Foreign bodies such as plastic, wood, glass, and silica may penetrate the soft tissues and produce an inflammatory reaction. Clinically, a foreign body reaction first appears as a painful soft tissue swelling, and after a quiescent period of weeks or months, the symptoms may reappear [175]. If not removed immediately, a foreign body can become encapsulated with fibrous tissue and form a granuloma. The presence of histiocytes and giant cells with a surrounding inflammatory reaction is useful in establishing the diagnosis.

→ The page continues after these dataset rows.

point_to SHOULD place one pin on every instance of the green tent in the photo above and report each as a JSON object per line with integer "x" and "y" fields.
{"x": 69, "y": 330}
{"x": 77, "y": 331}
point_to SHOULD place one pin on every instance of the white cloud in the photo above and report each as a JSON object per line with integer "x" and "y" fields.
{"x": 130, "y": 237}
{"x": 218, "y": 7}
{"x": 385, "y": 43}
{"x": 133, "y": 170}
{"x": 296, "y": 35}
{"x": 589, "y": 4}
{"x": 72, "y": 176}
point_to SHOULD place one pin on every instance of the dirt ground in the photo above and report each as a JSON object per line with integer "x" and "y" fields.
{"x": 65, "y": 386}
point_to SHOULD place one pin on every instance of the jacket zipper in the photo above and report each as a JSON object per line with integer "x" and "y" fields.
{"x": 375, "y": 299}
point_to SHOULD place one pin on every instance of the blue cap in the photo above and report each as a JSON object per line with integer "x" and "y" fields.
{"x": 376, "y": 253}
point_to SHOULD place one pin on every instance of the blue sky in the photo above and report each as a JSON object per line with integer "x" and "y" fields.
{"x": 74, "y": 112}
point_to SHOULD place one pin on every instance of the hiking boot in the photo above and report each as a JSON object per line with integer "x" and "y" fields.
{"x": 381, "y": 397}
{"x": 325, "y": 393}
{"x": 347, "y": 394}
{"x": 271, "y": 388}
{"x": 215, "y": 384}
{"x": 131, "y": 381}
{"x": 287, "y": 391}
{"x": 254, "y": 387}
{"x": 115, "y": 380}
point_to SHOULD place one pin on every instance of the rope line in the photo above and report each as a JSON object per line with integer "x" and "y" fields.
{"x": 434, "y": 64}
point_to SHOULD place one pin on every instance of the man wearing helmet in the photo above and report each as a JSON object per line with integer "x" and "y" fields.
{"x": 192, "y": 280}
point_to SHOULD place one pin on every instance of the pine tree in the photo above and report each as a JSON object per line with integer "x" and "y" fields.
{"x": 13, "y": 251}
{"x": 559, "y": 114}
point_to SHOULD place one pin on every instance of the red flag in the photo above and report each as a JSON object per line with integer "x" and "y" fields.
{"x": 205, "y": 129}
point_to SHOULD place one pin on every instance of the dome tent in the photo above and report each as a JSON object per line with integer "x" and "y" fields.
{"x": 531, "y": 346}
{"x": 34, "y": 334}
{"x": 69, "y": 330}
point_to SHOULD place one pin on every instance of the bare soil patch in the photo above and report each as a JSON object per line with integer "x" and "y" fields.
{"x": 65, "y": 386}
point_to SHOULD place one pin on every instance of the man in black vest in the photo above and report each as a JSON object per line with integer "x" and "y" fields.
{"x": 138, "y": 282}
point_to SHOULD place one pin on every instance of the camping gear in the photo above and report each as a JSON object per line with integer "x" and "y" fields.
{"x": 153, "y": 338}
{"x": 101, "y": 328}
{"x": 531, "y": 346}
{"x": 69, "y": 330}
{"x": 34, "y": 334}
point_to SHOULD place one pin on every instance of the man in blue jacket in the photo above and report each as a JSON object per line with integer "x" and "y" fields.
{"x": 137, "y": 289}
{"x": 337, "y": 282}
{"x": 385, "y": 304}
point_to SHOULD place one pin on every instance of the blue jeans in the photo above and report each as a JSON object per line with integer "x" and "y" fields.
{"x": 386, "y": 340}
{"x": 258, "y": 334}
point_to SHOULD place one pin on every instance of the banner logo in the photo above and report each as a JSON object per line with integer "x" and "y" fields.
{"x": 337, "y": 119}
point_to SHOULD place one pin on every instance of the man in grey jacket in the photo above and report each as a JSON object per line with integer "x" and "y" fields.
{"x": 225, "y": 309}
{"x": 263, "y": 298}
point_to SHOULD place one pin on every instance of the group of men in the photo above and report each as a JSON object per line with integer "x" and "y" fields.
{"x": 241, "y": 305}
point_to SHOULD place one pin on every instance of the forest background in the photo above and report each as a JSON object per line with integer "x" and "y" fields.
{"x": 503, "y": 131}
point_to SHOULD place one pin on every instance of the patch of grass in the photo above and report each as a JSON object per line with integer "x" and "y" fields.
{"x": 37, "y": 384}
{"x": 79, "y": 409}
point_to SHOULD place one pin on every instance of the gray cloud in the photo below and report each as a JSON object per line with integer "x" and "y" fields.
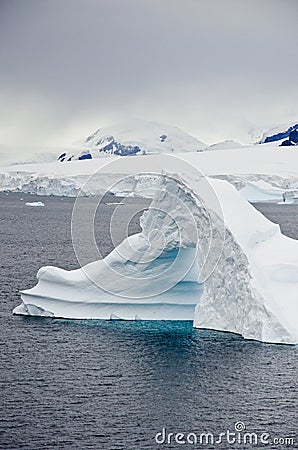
{"x": 212, "y": 67}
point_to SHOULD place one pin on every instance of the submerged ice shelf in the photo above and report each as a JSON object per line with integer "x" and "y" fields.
{"x": 248, "y": 285}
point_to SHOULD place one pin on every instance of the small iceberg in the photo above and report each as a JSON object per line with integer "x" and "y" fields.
{"x": 34, "y": 204}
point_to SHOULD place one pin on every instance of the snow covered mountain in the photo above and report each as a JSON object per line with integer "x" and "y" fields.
{"x": 225, "y": 145}
{"x": 140, "y": 137}
{"x": 289, "y": 132}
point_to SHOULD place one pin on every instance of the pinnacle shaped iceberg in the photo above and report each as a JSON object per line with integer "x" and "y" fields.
{"x": 226, "y": 268}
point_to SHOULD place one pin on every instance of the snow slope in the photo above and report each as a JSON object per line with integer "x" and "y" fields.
{"x": 279, "y": 132}
{"x": 276, "y": 165}
{"x": 260, "y": 191}
{"x": 225, "y": 145}
{"x": 148, "y": 137}
{"x": 239, "y": 270}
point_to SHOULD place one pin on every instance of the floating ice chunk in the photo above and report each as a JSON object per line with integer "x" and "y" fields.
{"x": 157, "y": 274}
{"x": 34, "y": 204}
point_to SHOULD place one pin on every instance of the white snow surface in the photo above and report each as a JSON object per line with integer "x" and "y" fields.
{"x": 260, "y": 191}
{"x": 225, "y": 145}
{"x": 157, "y": 274}
{"x": 275, "y": 165}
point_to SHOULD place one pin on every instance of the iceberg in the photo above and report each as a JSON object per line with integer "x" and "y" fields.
{"x": 34, "y": 204}
{"x": 204, "y": 254}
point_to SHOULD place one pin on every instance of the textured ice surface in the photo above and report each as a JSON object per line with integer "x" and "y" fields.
{"x": 160, "y": 273}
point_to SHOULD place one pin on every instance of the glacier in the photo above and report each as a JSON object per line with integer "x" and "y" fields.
{"x": 204, "y": 254}
{"x": 270, "y": 163}
{"x": 261, "y": 191}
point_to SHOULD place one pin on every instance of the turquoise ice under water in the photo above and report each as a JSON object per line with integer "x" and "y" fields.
{"x": 113, "y": 384}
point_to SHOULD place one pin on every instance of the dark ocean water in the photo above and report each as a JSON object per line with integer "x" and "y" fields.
{"x": 114, "y": 385}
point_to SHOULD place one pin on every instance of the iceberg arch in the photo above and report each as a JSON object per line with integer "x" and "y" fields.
{"x": 234, "y": 273}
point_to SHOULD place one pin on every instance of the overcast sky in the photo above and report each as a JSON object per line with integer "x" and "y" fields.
{"x": 214, "y": 68}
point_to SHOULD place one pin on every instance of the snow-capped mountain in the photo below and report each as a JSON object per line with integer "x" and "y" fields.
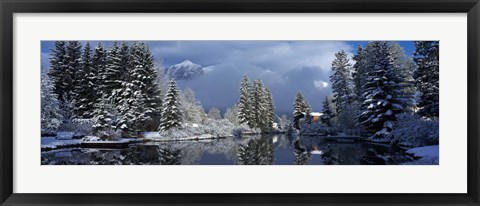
{"x": 184, "y": 71}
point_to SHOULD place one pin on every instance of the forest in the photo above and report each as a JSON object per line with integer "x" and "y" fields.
{"x": 119, "y": 94}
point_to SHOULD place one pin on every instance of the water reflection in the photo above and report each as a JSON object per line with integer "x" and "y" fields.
{"x": 260, "y": 150}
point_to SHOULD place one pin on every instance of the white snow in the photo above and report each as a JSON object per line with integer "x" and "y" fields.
{"x": 428, "y": 155}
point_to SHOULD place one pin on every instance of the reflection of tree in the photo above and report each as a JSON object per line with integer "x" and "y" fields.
{"x": 169, "y": 156}
{"x": 330, "y": 157}
{"x": 258, "y": 151}
{"x": 302, "y": 156}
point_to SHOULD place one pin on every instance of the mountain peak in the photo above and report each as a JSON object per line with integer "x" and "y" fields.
{"x": 185, "y": 70}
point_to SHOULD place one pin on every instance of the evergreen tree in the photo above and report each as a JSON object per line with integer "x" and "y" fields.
{"x": 427, "y": 77}
{"x": 98, "y": 69}
{"x": 382, "y": 92}
{"x": 111, "y": 76}
{"x": 327, "y": 114}
{"x": 244, "y": 110}
{"x": 405, "y": 69}
{"x": 104, "y": 116}
{"x": 57, "y": 71}
{"x": 171, "y": 117}
{"x": 51, "y": 116}
{"x": 342, "y": 82}
{"x": 359, "y": 73}
{"x": 214, "y": 113}
{"x": 72, "y": 60}
{"x": 269, "y": 109}
{"x": 231, "y": 115}
{"x": 130, "y": 107}
{"x": 190, "y": 108}
{"x": 258, "y": 105}
{"x": 84, "y": 90}
{"x": 145, "y": 76}
{"x": 300, "y": 108}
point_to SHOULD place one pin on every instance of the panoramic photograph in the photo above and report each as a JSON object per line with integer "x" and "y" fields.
{"x": 239, "y": 102}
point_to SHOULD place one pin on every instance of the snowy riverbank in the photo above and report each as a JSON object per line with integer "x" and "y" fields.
{"x": 428, "y": 155}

Different imaging methods have each their advantages and limitations in the evaluation of foreign bodies. Radio-opaque bodies can be demonstrated on conventional radiographs. When the lesion is in or near the bone, radiographs can show osteolytic and/or osteoblastic bone lesions [99, 159]. Since a positive history of penetrating trauma is not always obvious, and some lesions can be radiolucent, a foreign body reaction can be mistaken for a neoplasm [99, 159].

Ultrasound is a primary imaging tool when conventional radiographs fail in detecting the foreign object. Its use in the detection and guided retrieval of a suspected foreign body has been well established [29]. Ultrasound shows large differences in acoustic impedance between hyperechoic foreign bodies and hypoechoic surrounding inflammatory tissue (Fig. 21.27).

On MR imaging studies, the foreign body itself is usually low, due to the presence of few mobile protons in the commonly found foreign materials (glass, wood, metal, etc.) [85, 99, 124, 182]. However, dispersed oil droplets can induce a granulomatous reaction and present as subcutaneous or intramuscular soft tissue masses with high signal on T1-weighted images [101]. An intralesional fat-fluid level may be seen at the interface of fatty and necrotic components in case of injection granulomas in bodybuilders. The combination of the clinical history and the typical location at usual locations for injection (such as the shoulder and gluteus muscles) are the clues to the correct diagnosis of these pseudotumoral soft tissue masses [8, 185].